Cemex posted a better-than-expected 197 per cent increase in quarterly net profit following its $5.8bn takeover of Britain’s ready-mix concrete producer RMC. Cemex said on Wednesday its April-June net profit was $733m versus $247m in the same period a year earlier and higher than a Reuters survey of analysts that forecast a bottom line of $634m.
In March, Cemex bought Britain’s RMC, which strengthened its business base in Europe and doubled sales. Until 12 months elapse from the takeover, the acquisition will continue to skew Cemex’s results from the year earlier periods.
Cemex said its earnings before interest, taxes, depreciation and amortization rose 56 per cent to $989m mainly due to the acquisition of RMC. With operations in more than 50 countries, Cemex said its net profit tripled due to a strong consolidated operating performance and from currency gains after the Mexican peso appreciated 3.6 per cent against the dollar in the quarter.

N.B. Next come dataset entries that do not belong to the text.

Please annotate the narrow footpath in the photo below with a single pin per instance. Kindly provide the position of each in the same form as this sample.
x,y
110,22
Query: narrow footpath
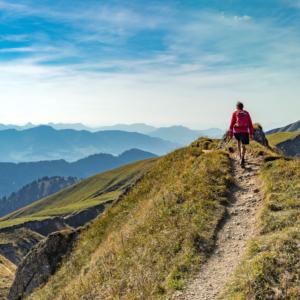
x,y
238,228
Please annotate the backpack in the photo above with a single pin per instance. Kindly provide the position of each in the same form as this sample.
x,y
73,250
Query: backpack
x,y
242,119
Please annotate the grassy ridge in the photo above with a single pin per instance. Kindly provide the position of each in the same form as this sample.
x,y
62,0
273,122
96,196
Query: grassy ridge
x,y
148,244
271,268
7,270
279,137
90,192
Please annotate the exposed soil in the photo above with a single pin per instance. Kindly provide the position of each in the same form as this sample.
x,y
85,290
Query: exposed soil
x,y
238,227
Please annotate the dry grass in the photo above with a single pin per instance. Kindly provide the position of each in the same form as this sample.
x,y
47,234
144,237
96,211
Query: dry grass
x,y
148,244
279,137
7,270
271,268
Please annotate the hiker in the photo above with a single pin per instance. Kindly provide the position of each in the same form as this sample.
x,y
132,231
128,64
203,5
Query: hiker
x,y
242,128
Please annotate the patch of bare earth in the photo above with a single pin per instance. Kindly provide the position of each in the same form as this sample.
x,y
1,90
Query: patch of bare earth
x,y
239,226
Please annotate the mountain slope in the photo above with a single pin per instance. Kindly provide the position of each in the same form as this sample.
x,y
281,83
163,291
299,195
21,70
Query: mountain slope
x,y
7,270
35,190
14,176
46,143
287,142
102,188
289,128
156,235
164,230
271,268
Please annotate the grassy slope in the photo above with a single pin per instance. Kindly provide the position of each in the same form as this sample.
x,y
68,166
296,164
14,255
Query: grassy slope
x,y
271,267
146,245
277,138
92,191
7,270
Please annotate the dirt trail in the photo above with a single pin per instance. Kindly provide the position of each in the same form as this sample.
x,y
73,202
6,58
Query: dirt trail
x,y
239,226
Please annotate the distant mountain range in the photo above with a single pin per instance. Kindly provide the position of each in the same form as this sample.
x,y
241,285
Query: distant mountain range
x,y
33,191
288,128
184,135
14,176
46,143
178,135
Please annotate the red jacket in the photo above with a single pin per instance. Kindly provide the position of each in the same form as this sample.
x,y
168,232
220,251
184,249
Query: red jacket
x,y
241,123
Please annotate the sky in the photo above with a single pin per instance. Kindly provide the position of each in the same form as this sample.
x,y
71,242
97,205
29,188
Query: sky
x,y
159,62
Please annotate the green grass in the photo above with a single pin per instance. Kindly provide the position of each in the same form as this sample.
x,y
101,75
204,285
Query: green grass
x,y
148,244
7,270
277,138
95,190
271,267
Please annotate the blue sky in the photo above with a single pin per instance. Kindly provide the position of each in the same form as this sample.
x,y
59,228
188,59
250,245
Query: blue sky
x,y
159,62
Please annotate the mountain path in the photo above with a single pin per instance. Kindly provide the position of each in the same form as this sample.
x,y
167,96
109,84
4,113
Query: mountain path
x,y
238,227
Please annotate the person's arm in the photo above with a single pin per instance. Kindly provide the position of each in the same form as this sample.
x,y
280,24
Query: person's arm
x,y
232,123
251,129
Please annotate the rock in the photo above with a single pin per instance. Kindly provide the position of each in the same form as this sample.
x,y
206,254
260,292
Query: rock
x,y
41,262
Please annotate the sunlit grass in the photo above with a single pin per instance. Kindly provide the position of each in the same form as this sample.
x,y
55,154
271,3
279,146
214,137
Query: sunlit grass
x,y
271,268
148,244
98,189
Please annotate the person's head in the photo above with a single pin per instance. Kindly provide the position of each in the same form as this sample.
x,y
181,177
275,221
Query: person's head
x,y
240,106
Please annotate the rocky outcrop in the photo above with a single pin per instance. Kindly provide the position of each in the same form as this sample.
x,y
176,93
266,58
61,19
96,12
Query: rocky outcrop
x,y
43,227
16,243
82,217
41,262
290,147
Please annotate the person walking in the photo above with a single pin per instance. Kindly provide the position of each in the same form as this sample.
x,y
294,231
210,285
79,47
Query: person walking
x,y
241,128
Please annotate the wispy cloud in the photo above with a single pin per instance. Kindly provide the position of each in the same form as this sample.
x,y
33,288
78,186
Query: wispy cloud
x,y
143,58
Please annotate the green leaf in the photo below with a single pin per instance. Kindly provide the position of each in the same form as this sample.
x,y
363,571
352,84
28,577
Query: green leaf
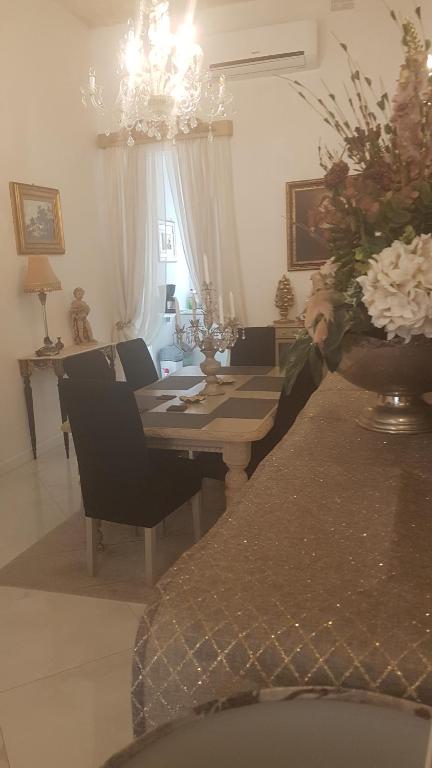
x,y
316,364
295,359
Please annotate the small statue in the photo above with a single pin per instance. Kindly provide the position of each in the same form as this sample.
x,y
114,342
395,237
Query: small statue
x,y
81,328
284,300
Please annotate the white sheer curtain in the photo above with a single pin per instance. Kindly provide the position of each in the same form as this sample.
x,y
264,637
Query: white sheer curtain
x,y
135,192
200,172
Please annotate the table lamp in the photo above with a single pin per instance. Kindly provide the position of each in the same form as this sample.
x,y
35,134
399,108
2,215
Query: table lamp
x,y
41,279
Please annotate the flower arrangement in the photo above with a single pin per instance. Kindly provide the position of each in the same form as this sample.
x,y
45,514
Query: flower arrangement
x,y
376,215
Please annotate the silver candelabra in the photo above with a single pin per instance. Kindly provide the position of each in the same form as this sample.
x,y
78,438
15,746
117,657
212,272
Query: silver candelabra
x,y
212,334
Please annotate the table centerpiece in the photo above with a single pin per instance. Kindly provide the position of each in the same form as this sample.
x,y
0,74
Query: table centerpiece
x,y
370,313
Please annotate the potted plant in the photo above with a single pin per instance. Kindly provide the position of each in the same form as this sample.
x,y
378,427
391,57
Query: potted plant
x,y
370,313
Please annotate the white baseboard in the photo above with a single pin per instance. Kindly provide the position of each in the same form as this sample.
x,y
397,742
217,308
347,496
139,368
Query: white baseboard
x,y
23,458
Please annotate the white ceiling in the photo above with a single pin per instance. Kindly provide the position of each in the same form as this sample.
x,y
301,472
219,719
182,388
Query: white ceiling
x,y
98,13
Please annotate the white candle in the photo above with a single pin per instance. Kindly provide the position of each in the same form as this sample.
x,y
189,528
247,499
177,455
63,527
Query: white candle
x,y
178,318
206,271
232,305
221,312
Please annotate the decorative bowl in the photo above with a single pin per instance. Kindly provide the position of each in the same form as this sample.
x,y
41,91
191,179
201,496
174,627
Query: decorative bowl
x,y
400,373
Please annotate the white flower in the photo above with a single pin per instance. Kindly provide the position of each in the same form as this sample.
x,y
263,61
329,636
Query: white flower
x,y
325,277
397,290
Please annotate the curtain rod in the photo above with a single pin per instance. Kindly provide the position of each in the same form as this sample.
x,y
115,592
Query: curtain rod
x,y
219,128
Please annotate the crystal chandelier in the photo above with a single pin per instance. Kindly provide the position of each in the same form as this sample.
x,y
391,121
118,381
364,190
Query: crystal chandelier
x,y
163,87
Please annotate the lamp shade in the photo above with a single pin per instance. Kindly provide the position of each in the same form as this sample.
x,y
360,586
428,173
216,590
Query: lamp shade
x,y
40,276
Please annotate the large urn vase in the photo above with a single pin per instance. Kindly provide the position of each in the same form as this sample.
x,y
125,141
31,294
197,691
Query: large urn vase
x,y
400,373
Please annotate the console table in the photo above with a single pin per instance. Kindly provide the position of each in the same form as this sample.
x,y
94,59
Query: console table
x,y
55,364
319,575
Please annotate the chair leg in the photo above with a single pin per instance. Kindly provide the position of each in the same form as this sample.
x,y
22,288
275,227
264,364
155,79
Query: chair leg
x,y
197,515
91,544
150,555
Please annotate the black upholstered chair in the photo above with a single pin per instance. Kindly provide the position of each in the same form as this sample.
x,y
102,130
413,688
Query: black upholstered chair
x,y
257,348
121,480
138,366
88,365
211,464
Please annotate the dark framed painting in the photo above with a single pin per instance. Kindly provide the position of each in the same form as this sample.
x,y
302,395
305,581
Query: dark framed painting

Sales grew to $4.376bn, up 125 per cent from a year earlier although the costs and expenses rose at an even higher tick. "We are in the preliminary stages of implementing Cemex’s standardized practices aimed at reducing costs and expenses in the newly acquired operations," Cemex said, adding that higher oil prices had also driven up energy and transport costs.

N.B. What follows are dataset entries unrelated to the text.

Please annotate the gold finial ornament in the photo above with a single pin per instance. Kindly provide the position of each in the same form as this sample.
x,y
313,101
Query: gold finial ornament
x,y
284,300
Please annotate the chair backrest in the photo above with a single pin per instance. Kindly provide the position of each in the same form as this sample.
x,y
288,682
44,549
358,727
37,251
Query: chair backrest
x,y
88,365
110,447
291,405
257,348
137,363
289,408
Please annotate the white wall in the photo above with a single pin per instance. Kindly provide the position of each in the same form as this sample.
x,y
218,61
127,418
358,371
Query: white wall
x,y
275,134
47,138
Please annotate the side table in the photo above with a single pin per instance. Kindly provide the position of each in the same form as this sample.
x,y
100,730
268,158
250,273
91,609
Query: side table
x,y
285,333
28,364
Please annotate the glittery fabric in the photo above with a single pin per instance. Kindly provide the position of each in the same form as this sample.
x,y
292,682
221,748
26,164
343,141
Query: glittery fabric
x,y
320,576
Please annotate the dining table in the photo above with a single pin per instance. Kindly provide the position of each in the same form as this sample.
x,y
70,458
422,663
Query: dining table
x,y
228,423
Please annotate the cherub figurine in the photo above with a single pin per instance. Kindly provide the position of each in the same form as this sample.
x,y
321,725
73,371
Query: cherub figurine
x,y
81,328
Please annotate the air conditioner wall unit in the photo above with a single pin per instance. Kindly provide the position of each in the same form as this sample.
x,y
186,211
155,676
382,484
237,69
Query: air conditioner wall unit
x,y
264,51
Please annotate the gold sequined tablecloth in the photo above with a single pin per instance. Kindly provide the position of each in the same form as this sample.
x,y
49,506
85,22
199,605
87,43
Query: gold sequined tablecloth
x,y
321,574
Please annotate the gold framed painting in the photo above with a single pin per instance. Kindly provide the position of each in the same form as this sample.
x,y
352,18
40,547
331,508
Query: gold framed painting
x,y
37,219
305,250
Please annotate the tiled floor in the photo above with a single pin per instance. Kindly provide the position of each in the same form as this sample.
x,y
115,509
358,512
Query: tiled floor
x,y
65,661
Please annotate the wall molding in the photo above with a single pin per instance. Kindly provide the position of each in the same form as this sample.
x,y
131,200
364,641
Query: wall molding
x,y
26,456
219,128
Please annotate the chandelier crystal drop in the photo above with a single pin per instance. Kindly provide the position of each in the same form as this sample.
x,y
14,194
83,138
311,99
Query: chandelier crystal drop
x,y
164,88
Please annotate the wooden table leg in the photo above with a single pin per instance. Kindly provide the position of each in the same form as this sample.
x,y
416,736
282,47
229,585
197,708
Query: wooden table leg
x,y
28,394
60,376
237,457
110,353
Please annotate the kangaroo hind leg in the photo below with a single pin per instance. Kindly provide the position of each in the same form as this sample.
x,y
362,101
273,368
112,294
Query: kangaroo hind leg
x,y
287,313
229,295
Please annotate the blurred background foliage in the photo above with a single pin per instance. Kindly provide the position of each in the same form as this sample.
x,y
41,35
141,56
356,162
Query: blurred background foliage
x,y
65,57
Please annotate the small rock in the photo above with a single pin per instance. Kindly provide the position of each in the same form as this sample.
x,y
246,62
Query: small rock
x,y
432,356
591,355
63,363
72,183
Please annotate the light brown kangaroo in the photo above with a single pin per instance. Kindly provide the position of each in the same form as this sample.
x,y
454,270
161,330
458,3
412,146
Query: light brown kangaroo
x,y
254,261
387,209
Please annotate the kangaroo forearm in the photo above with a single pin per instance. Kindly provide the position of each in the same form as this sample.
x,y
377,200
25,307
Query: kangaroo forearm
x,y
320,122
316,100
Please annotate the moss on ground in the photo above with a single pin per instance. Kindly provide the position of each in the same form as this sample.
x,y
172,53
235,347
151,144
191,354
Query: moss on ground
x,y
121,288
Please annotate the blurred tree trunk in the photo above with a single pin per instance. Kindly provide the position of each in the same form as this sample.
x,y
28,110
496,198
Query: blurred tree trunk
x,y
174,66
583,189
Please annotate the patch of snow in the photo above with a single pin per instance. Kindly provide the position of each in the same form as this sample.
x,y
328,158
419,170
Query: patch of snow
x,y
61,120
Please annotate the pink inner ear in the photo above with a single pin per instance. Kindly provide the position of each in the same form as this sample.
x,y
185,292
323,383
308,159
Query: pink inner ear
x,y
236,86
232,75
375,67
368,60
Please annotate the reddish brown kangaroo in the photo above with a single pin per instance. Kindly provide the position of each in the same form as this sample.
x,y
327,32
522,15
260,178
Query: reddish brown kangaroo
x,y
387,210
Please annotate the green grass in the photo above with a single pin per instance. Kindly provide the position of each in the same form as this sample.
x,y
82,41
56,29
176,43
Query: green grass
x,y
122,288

Net debt at the end of the quarter was $9.624bn, down $811m from the end of March as Cemex continued to cut debt following the RMC acquisition. "The net-debt-to-EBITDA ratio improved to 2.9 times from 3.2 times at the end of the first quarter of 2005," Cemex said. Company officials have said they want to hit the so-called "cruising speed" of 2.7 times by the end of 2005
In Mexico, traditionally Cemex’s main market, said its cement volumes rose 5 per cent in the quarter and ready mix volumes jumped 17 per cent. In the United States, cement volumes rose 9 per cent and ready mix volumes soared 227 per cent in the quarter following the RMC consolidation. A note of concern can be seen in central and southern America where falling cement prices are biting into profits in regions where Cemex traditionally has performed very well.